Intelligent automated tiering uses policy-based tools to automatically store data on the appropriate storage based on the required level of service and protection, frequency of use, age, and other attributes. Replication can be used to move data to other storage capacity synchronously or asynchronously, using data mirroring. Snapshots and clones provide a fast, point-in-time copy of a larger data set, often for interim data protection, load balancing, or test and development. Mirroring enables an exact block-by-block copy of a data set made when the data is initially written (synchronous mirroring) to disk or at a later time (asynchronous).

Another unified storage data service is thin provisioning, a form of storage provisioning in which less physical disk capacity is reserved for an application than what has been logically provisioned with the expectation that more physical capacity can be added later if required.

In addition to the savings provided by these unified data services, enterprises trying to watch the bottom line don't have to replace a lot of existing equipment to implement HP's converged infrastructure.

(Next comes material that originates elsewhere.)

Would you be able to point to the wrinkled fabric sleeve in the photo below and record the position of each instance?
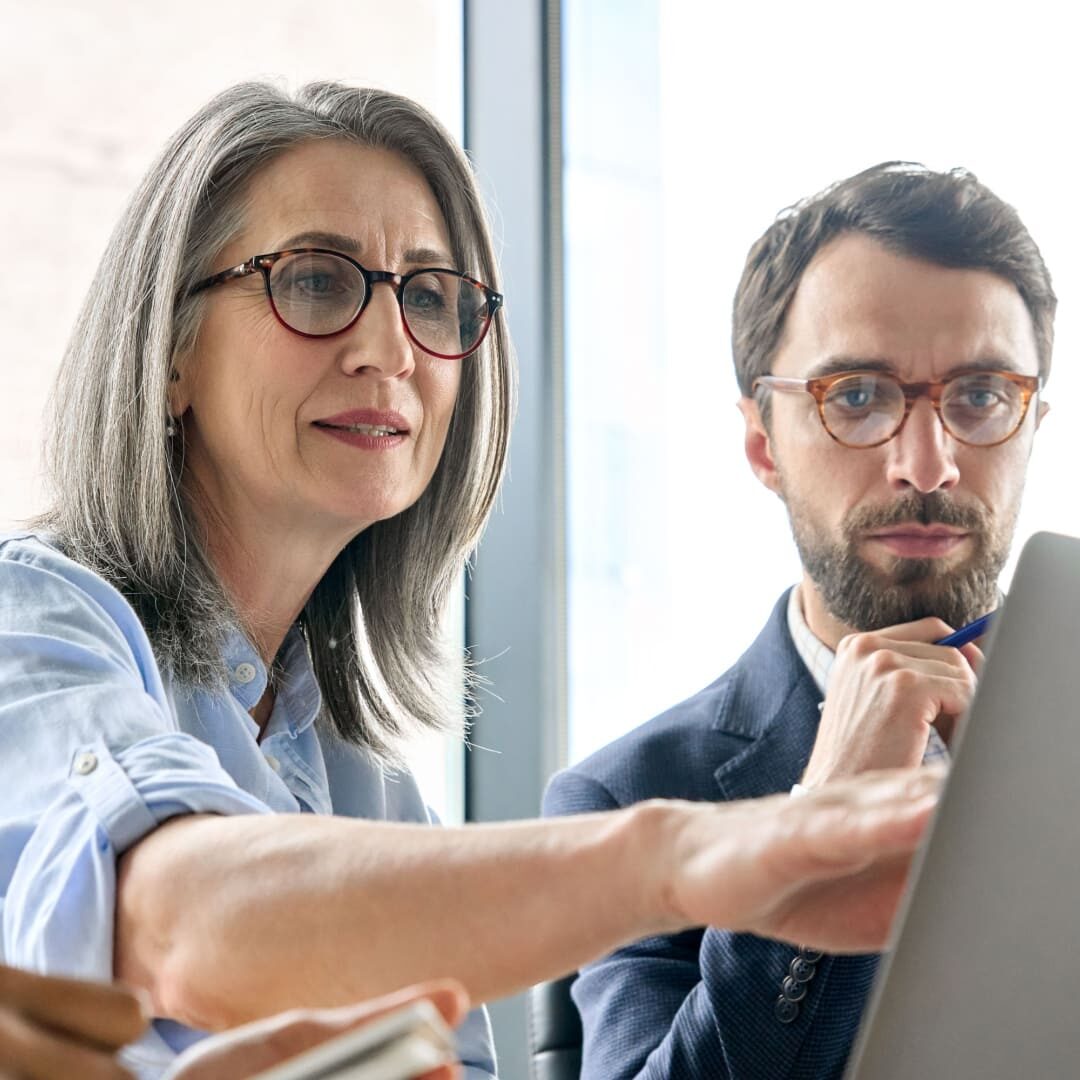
(91, 759)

One of the major design criteria for HP's virtual resource pools is that they are modular and built on standards.

HP's SAN Virtualization Services Platform, for example, can take heterogeneous disks arrays and create a single virtual pool across systems. If your data growth issues go beyond block-based applications like databases and also include unstructured data such as audio, video, and graphic content, the HP X9000 network storage system creates a single file namespace that can scale to an industry leading 16 petabytes.

According to HP's Parks, customers usually begin the conversation about converged data centers and storage virtualization in one of three ways. Some customers are working on a major application-related project like a deployment or an upgrade and want to address storage as they move forward. Others are embarking on a major data center transformation project and want to employ virtualization project to gain control of data center sprawl. And some customers start the conversation with business protection. They're concerned about disaster recovery and compliance requirements. The number of such conversations usually begins after a natural disaster attracts everyone's attention.

"Regardless of how you can get into the conversation, you start looking at storage infrastructure and resource utilization," Parks said. "Server virtualization has driven down the cost of computing and primed most customers to apply virtualization concepts to networking and storage – a natural next step towards a converged infrastructure."